Kim Moretti scite author profile

Context: Disease-specific registries that enroll a considerable number of patients play a major role in prostate cancer (PCa) research. Objective: To evaluate available registries, describe their strengths and limitations, and discuss the potential future role of PCa registries in outcomes research. Evidence acquisition: We performed a literature review of the Medline, Embase, and Web of Science databases. The search strategy included the terms prostate cancer, outcomes, statistical approaches, population-based cohorts, registries of outcomes, and epidemiological studies, alone or in combination.
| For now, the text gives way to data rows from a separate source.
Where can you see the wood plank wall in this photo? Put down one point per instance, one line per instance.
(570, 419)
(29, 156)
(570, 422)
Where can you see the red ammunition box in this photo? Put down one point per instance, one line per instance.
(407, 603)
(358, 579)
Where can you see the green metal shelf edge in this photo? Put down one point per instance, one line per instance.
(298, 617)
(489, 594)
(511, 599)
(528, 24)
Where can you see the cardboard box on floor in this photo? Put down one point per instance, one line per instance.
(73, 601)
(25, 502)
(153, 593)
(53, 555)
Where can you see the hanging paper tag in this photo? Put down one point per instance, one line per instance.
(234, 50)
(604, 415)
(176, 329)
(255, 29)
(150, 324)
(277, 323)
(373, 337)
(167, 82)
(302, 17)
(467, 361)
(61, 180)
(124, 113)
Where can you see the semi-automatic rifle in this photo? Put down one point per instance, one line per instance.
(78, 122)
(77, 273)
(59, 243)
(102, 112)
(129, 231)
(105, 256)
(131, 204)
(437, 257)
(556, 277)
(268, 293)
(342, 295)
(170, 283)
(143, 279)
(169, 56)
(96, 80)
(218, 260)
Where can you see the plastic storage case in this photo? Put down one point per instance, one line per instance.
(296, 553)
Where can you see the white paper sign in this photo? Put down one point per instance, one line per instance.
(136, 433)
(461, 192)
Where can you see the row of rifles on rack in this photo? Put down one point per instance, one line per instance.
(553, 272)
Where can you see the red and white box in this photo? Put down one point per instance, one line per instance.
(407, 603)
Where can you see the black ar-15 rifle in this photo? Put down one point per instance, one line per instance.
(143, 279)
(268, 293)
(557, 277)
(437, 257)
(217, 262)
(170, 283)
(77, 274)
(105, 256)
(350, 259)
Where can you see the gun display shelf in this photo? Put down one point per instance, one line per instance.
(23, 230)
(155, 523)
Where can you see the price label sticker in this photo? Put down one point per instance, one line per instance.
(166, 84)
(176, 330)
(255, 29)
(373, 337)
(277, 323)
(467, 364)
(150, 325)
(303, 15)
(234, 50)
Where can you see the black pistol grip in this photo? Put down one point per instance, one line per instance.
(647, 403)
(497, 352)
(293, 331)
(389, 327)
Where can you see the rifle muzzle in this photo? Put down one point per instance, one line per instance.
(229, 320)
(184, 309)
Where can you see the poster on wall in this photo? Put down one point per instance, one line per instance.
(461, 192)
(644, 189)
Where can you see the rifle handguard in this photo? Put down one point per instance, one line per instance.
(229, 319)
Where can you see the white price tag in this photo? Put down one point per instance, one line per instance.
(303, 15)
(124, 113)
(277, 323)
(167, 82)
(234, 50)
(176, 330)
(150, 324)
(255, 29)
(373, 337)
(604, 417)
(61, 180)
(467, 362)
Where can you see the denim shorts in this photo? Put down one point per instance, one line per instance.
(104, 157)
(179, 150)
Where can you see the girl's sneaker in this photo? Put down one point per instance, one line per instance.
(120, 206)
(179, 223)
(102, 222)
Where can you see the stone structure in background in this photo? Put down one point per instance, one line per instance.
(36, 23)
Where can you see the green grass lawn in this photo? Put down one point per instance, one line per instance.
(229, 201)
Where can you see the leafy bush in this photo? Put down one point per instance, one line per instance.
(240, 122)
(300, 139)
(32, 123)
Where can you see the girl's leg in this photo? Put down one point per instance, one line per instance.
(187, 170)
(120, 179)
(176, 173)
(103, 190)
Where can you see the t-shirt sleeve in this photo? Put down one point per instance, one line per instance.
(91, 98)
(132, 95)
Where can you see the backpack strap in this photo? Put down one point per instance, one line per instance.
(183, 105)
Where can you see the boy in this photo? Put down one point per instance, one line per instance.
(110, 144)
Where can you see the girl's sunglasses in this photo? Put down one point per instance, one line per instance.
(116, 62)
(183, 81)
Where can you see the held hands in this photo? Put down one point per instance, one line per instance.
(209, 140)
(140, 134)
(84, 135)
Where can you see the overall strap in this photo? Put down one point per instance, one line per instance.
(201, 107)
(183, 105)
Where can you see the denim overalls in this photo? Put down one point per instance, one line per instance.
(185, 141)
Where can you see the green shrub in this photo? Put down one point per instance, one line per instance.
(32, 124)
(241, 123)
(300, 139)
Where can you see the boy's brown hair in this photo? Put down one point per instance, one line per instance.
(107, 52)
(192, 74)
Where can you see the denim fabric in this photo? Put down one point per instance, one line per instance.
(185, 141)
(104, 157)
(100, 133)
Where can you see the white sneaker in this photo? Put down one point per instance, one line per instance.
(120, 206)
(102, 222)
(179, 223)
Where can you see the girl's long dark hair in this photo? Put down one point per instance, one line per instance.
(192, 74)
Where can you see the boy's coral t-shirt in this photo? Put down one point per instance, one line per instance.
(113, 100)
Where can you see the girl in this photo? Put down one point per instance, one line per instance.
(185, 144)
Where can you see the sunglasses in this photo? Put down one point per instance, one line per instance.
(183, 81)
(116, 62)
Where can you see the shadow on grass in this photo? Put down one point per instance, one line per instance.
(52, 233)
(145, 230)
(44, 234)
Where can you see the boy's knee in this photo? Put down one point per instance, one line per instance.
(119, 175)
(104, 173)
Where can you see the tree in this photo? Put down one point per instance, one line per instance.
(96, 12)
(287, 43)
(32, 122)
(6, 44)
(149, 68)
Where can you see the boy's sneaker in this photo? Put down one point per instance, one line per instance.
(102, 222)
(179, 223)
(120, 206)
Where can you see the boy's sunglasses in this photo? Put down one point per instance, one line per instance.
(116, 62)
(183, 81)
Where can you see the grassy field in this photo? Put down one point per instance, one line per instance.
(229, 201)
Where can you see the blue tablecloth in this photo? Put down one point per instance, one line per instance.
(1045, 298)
We limited our search to studies published between January 2005 and January 2015. Evidence synthesis: Several population-based and prospective disease-specific registries are currently available for prostate cancer. Studies performed using these data sources provide important information on incidence and mortality, disease characteristics at presentation, risk factors, trends in utilization of health care services, disparities in access to treatment, quality of care, long-term oncologic and health-related quality of life outcomes, and costs associated with management of the disease. Although data from these registries have some limitations, statistical methods are available that can address certain biases and increase the internal and external validity of such analyses. In the future, improvements in data quality, collection of tissue samples, and the availability of data feedback to health care providers will increase the relevance of studies built on population-based and disease-specific registries. Conclusions: The strengths and limitations of PCa registries should be carefully considered when planning studies using these databases. Although randomized controlled trials still provide the highest level of evidence, large registries play an important and growing role in advancing PCa research and care. Patient summary: Several population-based and prospective disease-specific registries for prostate cancer are currently available. Analyses of data from these registries yield information that is clinically relevant for the management of patients with prostate cancer.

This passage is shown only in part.